Thursday, April 16, 2015

SQL Performance Basics: Part 6, Code Relationally... or Avoid the Flat-File Mentality

Another pervasive problem permeating the DB2 development community -- and indeed for most relational DBMSes -- is the “flat file” development mentality. What I mean by this is, when a programmer tries to access data in a relational database the same way that he would access data from a flat file. 

DB2 is ‘relational’ in nature and, as such, operates on data a set-at-a-time, instead of the record-at-a-time processing used against flat files. In order to do justice to DB2, you need to change the way you think about accessing data.

To accomplish this, all users of DB2 need at least an overview education of relational database theory and a moderate to extensive amount of training in SQL. Without such a commitment your programmers are sure to develop ugly and inefficient database access code – and who can blame them? Programmers are used to working with files so they are just doing what comes naturally to them.

SQL is designed so that programmers specify what data is needed but they cannot specify how to retrieve it. SQL is coded without embedded data-navigational instructions. The DBMS analyzes SQL and formulates data-navigational instructions "behind the scenes.” This is foreign to the programmer who has never accessed data using SQL.

Every SQL manipulation statement operates on a table and results in another table.

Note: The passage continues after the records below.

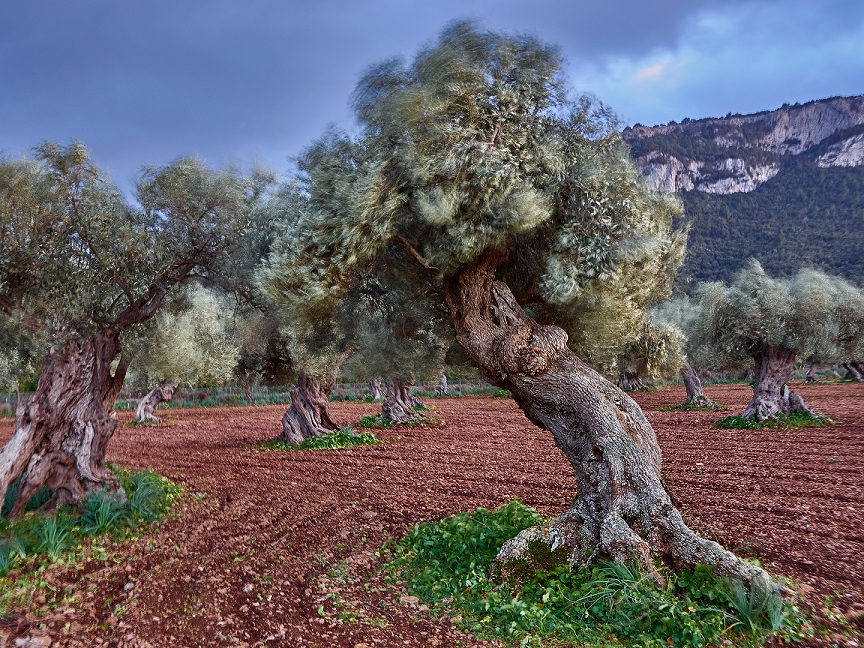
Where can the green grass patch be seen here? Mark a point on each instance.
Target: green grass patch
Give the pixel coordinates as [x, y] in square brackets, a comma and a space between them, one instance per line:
[689, 408]
[446, 564]
[35, 540]
[344, 438]
[794, 420]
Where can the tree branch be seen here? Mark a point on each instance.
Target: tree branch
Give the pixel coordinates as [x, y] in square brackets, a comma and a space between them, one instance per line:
[423, 261]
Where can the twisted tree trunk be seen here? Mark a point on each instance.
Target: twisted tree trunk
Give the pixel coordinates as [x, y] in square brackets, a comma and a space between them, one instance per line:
[811, 378]
[399, 403]
[375, 390]
[309, 413]
[146, 410]
[62, 431]
[771, 396]
[693, 384]
[622, 510]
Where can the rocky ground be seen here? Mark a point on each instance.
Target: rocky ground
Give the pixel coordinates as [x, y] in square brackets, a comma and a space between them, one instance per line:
[275, 548]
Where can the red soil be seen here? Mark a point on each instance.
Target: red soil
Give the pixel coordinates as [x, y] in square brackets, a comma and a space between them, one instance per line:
[263, 538]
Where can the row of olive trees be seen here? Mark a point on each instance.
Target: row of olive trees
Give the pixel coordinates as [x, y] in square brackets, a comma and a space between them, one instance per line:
[480, 204]
[758, 323]
[84, 278]
[480, 215]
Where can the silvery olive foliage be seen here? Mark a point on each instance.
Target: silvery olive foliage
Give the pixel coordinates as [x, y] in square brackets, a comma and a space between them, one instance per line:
[811, 313]
[76, 257]
[656, 353]
[475, 145]
[191, 342]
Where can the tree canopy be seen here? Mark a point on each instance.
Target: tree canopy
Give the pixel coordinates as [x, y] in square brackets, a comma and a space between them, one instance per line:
[810, 314]
[75, 257]
[476, 146]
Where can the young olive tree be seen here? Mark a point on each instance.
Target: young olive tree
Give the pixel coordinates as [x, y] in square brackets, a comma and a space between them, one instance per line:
[475, 171]
[191, 341]
[397, 337]
[769, 323]
[82, 268]
[655, 353]
[681, 314]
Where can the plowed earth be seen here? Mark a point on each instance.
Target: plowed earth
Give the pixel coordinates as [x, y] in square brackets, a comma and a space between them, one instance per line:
[271, 548]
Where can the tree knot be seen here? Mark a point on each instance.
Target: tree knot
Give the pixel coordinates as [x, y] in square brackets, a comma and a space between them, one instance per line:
[529, 349]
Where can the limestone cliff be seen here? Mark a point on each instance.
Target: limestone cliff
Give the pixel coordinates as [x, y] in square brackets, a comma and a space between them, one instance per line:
[738, 153]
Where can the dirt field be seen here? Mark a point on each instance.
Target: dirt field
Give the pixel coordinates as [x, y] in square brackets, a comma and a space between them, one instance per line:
[263, 538]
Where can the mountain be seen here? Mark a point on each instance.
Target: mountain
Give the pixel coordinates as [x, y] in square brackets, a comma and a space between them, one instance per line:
[784, 186]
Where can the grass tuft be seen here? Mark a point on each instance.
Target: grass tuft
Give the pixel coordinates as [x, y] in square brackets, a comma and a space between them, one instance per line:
[794, 420]
[446, 564]
[36, 538]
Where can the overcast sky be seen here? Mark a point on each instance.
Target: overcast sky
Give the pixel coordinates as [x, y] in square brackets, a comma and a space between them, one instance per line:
[246, 81]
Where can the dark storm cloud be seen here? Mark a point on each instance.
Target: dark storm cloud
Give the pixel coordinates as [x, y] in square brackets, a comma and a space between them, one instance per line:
[142, 82]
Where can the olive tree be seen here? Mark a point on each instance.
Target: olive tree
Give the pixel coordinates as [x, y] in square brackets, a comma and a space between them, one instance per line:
[475, 171]
[680, 314]
[82, 268]
[655, 353]
[770, 322]
[190, 341]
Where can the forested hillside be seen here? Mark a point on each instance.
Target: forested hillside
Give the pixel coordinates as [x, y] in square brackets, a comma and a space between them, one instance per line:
[785, 187]
[804, 216]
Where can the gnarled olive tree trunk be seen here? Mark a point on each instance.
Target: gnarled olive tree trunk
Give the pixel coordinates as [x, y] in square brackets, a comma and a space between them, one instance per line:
[852, 371]
[62, 430]
[622, 510]
[441, 387]
[309, 413]
[375, 390]
[693, 385]
[146, 410]
[811, 378]
[399, 402]
[771, 396]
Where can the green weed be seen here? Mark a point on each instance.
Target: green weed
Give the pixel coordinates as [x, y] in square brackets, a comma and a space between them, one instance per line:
[102, 510]
[54, 535]
[447, 565]
[794, 420]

All operations native to SQL, therefore, are performed at a set level. One retrieval statement can return multiple rows; one modification statement can modify multiple rows. This feature of relational databases is called relational closure.

When accessing data, a programmer needs to think about what the end result should be and then code everything possible into the SQL. This means using the native features of SQL – joins and subselects and functions, etc. – instead of coding procedural host language code (whether in COBOL, C, Java or whatever) that, for example, opens up a cursor, fetches a row, and then uses a fetched value to open up another cursor. This is processing DB2 like a set of flat files... better to join the data!

Educating programmers how to use SQL properly -- at a high level -- is probably the single most important thing you can do to optimize performance of your DB2 applications.